The dataset is prepared by handling missing values and selecting relevant features.

This setup will be used to compare different regression models.


In [4]:
from sklearn.model_selection import train_test_split
from sklearn.preprocessing import StandardScaler

x_train,x_test,y_train,y_test = train_test_split(
    x, y, test_size=0.2, random_state = 42
)

scaler = StandardScaler()
x_train_scaled = scaler.fit_transform(x_train)
x_test_scaled = scaler.transform(x_test)

In [17]:
from sklearn.linear_model import LinearRegression
from sklearn.metrics import r2_score

model_lr = LinearRegression()
model_lr.fit(x_train_scaled, y_train)

y_pred = model_lr.predict(x_test_scaled)
lr_r2 = r2_score(y_test,y_pred)
print("Multiple Linear Regression R2: ", lr_r2)

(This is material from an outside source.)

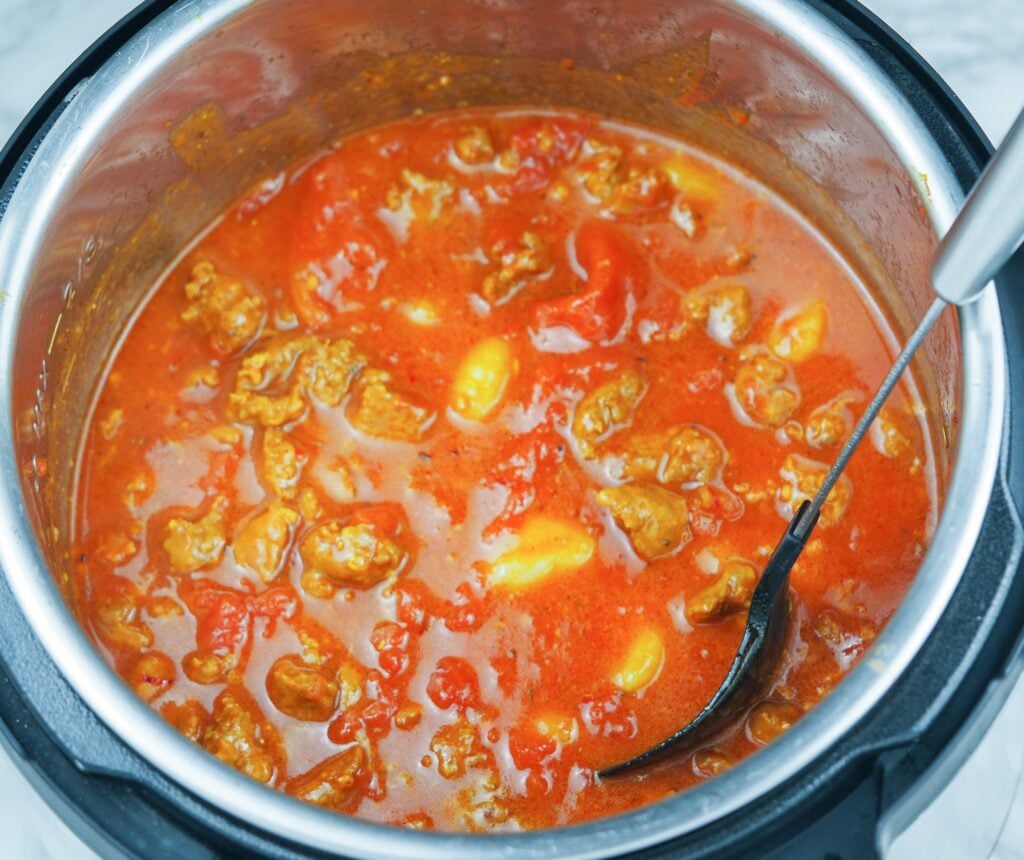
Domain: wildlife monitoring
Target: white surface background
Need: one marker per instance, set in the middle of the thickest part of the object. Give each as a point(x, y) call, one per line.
point(976, 45)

Multiple Linear Regression R2:  1.0


In [18]:
from sklearn.preprocessing import PolynomialFeatures

poly = PolynomialFeatures(degree=2, include_bias=False)
x_train_poly = poly.fit_transform(x_train_scaled)
x_test_poly = poly.transform(x_test_scaled)

model_poly = LinearRegression()
model_poly.fit(x_train_poly, y_train)

y_pred_poly = model_poly.predict(x_test_poly)
poly_r2 = r2_score(y_test,y_pred_poly)
print("polynomial regression r2: ", poly_r2)

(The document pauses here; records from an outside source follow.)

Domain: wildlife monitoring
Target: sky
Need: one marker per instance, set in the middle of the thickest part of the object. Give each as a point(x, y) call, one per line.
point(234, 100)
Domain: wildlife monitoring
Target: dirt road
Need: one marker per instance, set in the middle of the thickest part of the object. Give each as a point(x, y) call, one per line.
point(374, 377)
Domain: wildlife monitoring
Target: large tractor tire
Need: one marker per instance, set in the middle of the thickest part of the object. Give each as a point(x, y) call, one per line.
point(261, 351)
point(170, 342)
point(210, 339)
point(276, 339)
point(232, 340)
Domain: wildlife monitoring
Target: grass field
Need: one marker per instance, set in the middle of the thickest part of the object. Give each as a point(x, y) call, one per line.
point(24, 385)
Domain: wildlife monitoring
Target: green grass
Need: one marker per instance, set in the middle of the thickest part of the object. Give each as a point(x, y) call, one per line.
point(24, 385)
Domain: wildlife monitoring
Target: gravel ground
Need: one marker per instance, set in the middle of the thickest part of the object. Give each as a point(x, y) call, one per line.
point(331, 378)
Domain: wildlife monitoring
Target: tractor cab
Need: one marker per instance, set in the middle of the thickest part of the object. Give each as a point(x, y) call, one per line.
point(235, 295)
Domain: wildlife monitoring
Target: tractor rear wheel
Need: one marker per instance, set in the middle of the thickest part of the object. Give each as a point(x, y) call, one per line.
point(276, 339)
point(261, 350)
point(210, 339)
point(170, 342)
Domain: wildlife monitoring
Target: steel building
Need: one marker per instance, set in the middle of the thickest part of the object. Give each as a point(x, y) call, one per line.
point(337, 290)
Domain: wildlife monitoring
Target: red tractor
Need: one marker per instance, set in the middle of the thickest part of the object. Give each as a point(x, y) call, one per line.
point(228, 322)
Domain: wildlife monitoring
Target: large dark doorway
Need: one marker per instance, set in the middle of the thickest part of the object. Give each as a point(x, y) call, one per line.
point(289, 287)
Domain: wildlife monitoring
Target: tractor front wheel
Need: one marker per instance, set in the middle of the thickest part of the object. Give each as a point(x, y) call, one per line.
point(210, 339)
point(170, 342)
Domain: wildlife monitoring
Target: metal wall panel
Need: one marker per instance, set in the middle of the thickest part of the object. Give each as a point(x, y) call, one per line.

polynomial regression r2:  0.8919239331200692


In [19]:
from sklearn.tree import DecisionTreeRegressor

model_tree = DecisionTreeRegressor(random_state=42)
model_tree.fit(x_train,y_train)

y_tree = model_tree.predict(x_test)
tree_r2 = r2_score(y_test,y_tree)
print("Decision Tree Regressor R2: ", tree_r2)

Decision Tree Regressor R2:  0.7959183673469388


In [20]:
comparison = pd.DataFrame({
    "Model": ["Linear Regression", "Polynomial Regression", "Decision Tree"],
    "R2 Score": [lr_r2, poly_r2, tree_r2]
})

comparison


Unnamed: 0,Model,R2 Score
0,Linear Regression,1.0
1,Polynomial Regression,0.891924
2,Decision Tree,0.795918


Linear regression provides a stable baseline but may underfit complex patterns.

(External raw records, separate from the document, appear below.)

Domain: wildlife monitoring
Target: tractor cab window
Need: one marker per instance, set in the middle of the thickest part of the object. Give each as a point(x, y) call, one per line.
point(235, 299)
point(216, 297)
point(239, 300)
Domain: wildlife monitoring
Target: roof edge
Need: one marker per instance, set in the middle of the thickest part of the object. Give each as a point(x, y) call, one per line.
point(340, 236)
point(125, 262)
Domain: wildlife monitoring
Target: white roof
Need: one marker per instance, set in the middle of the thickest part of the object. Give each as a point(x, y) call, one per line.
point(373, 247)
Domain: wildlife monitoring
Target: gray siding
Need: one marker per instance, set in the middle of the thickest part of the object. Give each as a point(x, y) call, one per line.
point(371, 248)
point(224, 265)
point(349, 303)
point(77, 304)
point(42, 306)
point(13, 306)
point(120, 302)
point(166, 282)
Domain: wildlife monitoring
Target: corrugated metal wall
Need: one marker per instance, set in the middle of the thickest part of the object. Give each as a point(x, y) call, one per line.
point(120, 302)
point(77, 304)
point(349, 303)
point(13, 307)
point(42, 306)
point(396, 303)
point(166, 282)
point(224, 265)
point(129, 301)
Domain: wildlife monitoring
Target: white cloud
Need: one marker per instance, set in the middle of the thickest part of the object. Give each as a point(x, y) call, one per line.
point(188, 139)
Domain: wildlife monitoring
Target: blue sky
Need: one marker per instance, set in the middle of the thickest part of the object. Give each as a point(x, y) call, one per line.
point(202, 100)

Polynomial regression improves performance by capturing non-linear relationships.

Decision Tree regression can model complex patterns but may risk overfitting on small datasets.


# Bias–Variance conclusion:

This comparison demonstrates the bias–variance tradeoff.

Simpler models like linear regression have higher bias but lower variance,

while complex models like decision trees have lower bias but higher variance.

Model selection should balance performance and generalization.